Here, you should spend the evening soaking up the atmosphere. Life is slow, social, built around tea and conversation and the harbour light on the water.
The journey from Benghazi west along the Mediterranean coast to Cyrene passes through three ancient sites of significant interest before reaching the city itself.
The road follows the coastline through a landscape that alternates between dramatic cliffs and gentler coastal plains, with ruins appearing at intervals.
The drive itself is worth it.
But of course, the stops along the way make it.
Tocra, known previously as Taucheira, was one of the five cities of the Greek Pentapolis of Cyrenaica.
It was founded in the 5th century BC. However, it later passed into Ptolemaic and then Roman hands.
The remains at Tocra are less dramatically preserved than those at Tolmeita or Cyrene, but they add an important element to the picture of how you can see how thoroughly the Greeks colonised this coastline and how the settlements they founded continued to function through successive political changes.
Tolmeita, known previously as Ptolemais, was another of the five Pentapolis cities.

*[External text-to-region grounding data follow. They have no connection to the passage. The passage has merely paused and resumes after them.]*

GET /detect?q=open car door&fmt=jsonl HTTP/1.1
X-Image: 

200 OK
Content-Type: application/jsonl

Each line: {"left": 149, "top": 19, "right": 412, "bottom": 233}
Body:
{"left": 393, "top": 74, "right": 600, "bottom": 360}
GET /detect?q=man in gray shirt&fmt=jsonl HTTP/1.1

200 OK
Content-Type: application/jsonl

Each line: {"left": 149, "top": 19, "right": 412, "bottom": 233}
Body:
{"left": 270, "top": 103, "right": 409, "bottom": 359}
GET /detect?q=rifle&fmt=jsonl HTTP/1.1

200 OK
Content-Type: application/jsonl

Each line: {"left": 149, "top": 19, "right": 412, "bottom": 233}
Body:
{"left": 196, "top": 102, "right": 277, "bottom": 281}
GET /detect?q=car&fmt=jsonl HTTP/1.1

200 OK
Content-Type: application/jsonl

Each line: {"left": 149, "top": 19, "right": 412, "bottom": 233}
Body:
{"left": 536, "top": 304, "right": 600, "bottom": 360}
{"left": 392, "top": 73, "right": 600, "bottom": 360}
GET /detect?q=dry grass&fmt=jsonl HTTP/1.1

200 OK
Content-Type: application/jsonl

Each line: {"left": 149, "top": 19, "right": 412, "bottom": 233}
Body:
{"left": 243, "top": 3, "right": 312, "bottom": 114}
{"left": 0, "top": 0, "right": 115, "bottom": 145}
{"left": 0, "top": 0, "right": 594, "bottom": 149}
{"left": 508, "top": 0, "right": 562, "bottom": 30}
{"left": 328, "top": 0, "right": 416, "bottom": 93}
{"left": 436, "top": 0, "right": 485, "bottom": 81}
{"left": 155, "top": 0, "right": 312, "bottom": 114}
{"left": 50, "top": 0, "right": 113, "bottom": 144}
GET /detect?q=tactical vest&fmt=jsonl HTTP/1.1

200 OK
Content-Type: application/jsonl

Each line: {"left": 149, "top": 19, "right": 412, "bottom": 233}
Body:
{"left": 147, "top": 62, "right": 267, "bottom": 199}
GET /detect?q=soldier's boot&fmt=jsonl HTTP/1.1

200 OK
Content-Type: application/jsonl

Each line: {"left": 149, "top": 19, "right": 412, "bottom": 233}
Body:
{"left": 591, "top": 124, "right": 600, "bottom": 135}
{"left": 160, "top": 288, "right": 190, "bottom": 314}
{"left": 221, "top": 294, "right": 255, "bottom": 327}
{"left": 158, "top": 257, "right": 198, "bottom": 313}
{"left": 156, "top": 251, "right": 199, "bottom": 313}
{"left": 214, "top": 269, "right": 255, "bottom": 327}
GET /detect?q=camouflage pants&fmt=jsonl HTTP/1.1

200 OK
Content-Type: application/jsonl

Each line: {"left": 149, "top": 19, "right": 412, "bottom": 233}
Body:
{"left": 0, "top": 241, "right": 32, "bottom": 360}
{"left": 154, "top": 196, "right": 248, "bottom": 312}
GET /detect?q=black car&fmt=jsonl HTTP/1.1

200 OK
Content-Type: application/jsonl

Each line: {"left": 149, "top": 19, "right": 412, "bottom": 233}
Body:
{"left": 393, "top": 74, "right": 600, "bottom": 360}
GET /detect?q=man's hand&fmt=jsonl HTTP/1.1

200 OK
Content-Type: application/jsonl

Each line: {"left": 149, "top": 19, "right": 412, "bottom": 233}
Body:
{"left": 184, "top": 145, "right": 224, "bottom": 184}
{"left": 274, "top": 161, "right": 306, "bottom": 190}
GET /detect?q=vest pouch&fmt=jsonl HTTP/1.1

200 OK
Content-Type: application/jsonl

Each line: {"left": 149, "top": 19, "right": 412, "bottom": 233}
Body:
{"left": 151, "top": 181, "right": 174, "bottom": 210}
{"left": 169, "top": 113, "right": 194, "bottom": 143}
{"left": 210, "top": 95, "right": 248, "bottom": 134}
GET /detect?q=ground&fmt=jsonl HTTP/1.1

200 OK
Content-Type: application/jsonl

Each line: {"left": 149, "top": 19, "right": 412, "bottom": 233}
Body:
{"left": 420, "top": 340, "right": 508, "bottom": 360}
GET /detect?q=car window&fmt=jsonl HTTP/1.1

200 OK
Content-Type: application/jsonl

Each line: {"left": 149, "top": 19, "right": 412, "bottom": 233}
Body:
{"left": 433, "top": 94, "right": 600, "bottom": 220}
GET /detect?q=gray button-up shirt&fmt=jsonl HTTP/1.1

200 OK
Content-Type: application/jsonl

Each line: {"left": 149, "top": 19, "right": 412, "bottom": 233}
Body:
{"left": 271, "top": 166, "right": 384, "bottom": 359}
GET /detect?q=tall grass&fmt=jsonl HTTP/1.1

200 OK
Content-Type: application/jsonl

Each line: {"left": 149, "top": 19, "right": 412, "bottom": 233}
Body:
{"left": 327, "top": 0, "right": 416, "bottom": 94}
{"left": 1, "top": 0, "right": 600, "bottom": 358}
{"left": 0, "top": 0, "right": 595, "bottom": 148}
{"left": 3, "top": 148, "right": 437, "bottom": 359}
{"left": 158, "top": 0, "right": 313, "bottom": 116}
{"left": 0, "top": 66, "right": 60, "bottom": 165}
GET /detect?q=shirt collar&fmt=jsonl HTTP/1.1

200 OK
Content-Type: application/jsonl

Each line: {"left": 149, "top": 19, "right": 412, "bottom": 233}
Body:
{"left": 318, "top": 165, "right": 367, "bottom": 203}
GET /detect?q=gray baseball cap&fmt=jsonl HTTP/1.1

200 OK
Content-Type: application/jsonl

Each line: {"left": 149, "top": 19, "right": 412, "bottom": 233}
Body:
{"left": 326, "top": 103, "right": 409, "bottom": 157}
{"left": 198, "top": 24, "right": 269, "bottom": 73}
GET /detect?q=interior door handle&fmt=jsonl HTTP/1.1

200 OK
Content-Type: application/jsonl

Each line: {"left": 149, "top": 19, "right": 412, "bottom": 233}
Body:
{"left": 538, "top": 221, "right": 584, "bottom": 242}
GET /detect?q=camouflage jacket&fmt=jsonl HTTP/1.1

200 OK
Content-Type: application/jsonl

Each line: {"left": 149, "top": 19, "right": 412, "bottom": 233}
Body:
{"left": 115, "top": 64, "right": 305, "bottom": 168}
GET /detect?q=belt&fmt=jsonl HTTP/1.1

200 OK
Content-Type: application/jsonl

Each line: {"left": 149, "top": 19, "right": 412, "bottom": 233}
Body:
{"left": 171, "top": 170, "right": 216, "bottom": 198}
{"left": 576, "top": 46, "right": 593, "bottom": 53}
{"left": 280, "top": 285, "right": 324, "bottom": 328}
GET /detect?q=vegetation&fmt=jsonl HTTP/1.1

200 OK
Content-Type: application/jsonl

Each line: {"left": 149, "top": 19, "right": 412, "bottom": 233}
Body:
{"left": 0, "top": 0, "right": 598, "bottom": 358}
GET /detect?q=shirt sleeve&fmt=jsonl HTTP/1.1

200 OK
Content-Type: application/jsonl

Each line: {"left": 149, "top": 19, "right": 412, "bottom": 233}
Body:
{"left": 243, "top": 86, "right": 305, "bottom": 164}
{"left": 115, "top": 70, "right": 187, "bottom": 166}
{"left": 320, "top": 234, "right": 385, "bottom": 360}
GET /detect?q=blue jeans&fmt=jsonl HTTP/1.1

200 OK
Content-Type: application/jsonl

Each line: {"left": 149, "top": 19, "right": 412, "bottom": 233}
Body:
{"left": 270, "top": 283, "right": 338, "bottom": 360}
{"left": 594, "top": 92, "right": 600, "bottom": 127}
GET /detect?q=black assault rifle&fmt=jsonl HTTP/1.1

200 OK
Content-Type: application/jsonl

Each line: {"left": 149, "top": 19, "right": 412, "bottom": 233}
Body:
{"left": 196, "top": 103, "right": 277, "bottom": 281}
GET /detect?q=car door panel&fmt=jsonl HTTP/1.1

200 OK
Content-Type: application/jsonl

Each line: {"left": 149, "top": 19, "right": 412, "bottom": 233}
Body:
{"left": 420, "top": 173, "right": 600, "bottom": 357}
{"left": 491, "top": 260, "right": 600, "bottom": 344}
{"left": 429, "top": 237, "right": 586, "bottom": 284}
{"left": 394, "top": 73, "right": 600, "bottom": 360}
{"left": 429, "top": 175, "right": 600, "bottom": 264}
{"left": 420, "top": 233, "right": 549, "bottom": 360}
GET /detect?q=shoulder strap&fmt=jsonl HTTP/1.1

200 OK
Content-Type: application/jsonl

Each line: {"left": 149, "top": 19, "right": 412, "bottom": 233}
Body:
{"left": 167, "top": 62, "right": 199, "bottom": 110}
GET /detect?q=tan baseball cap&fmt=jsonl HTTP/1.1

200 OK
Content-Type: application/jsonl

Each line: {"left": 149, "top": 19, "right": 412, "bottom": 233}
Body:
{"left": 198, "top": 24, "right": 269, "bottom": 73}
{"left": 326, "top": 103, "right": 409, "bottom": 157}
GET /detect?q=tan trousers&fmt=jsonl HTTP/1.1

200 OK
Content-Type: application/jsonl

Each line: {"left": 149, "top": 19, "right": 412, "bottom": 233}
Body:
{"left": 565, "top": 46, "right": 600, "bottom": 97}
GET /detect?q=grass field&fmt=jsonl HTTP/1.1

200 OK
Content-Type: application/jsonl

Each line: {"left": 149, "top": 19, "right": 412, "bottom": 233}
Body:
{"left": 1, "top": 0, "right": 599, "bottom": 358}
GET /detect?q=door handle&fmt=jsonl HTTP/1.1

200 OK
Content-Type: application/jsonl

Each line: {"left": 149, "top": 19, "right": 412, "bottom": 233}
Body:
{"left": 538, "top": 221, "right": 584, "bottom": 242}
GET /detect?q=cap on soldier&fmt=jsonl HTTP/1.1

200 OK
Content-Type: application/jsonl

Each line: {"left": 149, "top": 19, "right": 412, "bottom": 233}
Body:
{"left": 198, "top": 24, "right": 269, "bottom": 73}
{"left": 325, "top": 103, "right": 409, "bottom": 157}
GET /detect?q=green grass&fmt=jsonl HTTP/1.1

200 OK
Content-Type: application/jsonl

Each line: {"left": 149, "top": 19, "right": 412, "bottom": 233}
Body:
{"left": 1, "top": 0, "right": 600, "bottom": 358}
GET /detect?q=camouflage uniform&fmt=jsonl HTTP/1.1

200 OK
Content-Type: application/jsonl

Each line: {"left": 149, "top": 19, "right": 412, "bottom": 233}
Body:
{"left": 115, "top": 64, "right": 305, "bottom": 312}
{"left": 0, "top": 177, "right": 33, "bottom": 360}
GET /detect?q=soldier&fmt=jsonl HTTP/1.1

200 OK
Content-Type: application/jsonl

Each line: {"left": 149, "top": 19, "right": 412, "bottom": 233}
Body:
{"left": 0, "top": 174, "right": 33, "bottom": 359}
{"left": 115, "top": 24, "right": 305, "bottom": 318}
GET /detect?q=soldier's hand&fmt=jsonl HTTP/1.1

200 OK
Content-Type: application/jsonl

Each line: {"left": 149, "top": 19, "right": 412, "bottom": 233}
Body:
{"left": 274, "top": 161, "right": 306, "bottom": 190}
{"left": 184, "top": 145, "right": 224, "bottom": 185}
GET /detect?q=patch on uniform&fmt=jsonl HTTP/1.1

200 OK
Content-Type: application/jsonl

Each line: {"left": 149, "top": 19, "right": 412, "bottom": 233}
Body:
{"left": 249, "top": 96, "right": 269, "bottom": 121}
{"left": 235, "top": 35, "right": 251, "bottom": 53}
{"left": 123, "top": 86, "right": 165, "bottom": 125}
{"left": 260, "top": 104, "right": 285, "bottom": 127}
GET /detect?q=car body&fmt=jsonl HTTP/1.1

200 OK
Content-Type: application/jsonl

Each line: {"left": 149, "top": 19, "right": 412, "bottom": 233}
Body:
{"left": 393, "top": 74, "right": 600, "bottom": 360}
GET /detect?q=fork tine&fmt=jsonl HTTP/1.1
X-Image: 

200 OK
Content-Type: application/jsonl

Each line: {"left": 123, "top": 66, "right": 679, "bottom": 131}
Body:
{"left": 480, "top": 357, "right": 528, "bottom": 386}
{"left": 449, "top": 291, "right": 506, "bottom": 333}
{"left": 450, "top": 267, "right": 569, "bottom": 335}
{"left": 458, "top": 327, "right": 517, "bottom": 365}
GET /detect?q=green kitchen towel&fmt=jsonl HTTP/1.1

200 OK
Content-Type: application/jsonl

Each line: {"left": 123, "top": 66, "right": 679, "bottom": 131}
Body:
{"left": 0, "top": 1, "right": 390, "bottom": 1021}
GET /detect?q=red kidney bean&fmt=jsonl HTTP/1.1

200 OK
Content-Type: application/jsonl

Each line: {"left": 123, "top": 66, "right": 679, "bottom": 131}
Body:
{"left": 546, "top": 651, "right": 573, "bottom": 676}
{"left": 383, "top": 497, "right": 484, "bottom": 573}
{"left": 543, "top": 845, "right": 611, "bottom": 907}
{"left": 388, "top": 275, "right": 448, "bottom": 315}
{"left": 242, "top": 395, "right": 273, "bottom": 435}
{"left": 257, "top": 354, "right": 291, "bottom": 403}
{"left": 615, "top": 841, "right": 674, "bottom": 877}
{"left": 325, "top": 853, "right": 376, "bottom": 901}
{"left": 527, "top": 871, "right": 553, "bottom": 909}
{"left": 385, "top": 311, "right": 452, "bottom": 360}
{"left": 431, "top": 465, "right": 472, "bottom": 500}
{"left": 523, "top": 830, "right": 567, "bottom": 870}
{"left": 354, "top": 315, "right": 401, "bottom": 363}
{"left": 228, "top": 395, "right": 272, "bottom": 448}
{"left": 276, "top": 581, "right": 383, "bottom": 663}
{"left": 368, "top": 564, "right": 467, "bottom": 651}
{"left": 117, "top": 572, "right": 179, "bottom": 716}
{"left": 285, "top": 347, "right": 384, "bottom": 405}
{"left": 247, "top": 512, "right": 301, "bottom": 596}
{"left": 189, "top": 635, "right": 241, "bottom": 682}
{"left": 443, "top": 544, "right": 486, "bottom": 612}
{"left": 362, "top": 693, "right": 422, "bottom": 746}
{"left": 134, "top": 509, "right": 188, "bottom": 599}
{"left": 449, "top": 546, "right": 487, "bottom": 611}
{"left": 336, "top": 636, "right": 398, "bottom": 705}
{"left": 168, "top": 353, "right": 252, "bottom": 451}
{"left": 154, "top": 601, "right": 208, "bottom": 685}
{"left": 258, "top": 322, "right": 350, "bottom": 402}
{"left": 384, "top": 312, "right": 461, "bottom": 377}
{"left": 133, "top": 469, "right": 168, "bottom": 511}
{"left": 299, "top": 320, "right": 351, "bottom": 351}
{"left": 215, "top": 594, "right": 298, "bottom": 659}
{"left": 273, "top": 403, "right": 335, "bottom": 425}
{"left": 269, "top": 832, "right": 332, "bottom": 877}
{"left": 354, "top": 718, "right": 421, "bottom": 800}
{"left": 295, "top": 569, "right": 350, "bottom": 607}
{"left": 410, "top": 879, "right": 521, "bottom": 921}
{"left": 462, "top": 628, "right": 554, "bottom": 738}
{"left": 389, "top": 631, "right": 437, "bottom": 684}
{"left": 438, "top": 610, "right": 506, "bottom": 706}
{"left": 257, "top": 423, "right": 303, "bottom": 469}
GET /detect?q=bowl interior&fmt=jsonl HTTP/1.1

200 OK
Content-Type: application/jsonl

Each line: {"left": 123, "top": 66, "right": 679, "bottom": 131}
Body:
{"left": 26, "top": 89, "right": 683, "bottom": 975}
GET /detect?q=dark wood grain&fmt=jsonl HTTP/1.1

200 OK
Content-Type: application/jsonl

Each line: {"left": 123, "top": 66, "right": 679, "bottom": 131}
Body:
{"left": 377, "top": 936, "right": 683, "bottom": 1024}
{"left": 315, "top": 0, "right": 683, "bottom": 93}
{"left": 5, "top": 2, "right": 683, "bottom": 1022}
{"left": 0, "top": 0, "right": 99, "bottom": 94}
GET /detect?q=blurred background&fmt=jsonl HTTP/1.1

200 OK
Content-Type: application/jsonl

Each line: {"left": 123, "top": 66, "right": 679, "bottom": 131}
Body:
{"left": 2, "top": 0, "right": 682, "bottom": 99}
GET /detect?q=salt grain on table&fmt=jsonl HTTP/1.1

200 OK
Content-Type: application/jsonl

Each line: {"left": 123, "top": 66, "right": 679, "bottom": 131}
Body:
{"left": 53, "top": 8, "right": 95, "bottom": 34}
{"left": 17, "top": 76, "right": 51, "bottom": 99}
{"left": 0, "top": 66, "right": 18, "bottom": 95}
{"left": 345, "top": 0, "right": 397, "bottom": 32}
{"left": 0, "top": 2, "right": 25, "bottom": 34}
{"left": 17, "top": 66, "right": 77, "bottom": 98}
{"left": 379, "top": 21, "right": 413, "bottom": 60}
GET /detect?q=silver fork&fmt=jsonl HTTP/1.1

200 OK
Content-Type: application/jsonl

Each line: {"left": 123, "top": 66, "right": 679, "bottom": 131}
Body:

This city was founded under Ptolemaic Egypt and named in honour of the Ptolemaic dynasty.
It became a major Roman settlement and was at one point even the capital of the region.
Tolmeita has two incredibly striking remains.
The first is the Palace of Columns. This is a grand civic structure with impressive standing columns that give an immediate sense of the city's former scale.
The second is massive underground cisterns, which could hold enough water to supply the entire city during a siege.
The cisterns, cut deep into the bedrock and running beneath the site, are one of the most impressive pieces of civil engineering at any ancient site in Libya.
When you get a chance to walk through them you really get a feel for how unique and incredible they are. A very unusual experience!
The small museum at Qasr Libya houses one of the most remarkable collections of Byzantine mosaics in the world.
Fifty panels discovered in the remains of two 6th-century Byzantine churches.
They show a variety of subjects of extraordinary richness.
The Lighthouse of Alexandria, the Nile flooding its banks, mythological figures, animals both real and fantastical, and personifications of seasons and cities....
The collection here is significant not only for its artistic quality but for what it reveals about the Byzantine period in Cyrenaica.
A chapter of the region's history that tends to be overshadowed by the more glamorous Greek and Roman periods.
These mosaics are sophisticated, intellectually engaged works of art that demonstrate how culturally active this region remained well into the 6th century AD.
Cyrene is the destination that makes the entire eastern Libya itinerary worthwhile.
A visit here fully justifies the hassle!
Founded in 631 BC by Greek colonists from the island of Thera, it grew into one of the principal cities of the ancient Greek world, with a Temple of Zeus larger than the Parthenon, a school of philosophy that shaped intellectual life across the Mediterranean, and a UNESCO World Heritage designation that describes it as one of the most impressive ruin complexes in the world.
The city sits on the edge of the Jebel Akhdar, the Green Mountain, in a lush upland valley that is genuinely surprising after the drier landscapes of the coast.
You can spend a full day at Cyrene to do the site justice.
The Sanctuary of Apollo, the Temple of Zeus, the Agora and Forum with its Greek Ship Monument, and the on-site Sculpture Museum with the famous Venus of Cyrene are all essential.
Apollonia, known today as Susha, is the ancient port city that served Cyrene, sitting on the coast directly below the city it supported.
Founded in the 6th century BC, Apollonia grew into an important city in its own right and later became the capital of the Byzantine province of Libya Superior.
The most evocative aspect of Apollonia is its relationship with the sea. Coastal changes over the past two millennia has partially submerged the ancient harbour. This is visible as sections of the breakwater and harbour structures are now underwater.
On land, Apollonia preserves a seaside theatre positioned above the water, the Byzantine Palace of the Duke, and several churches.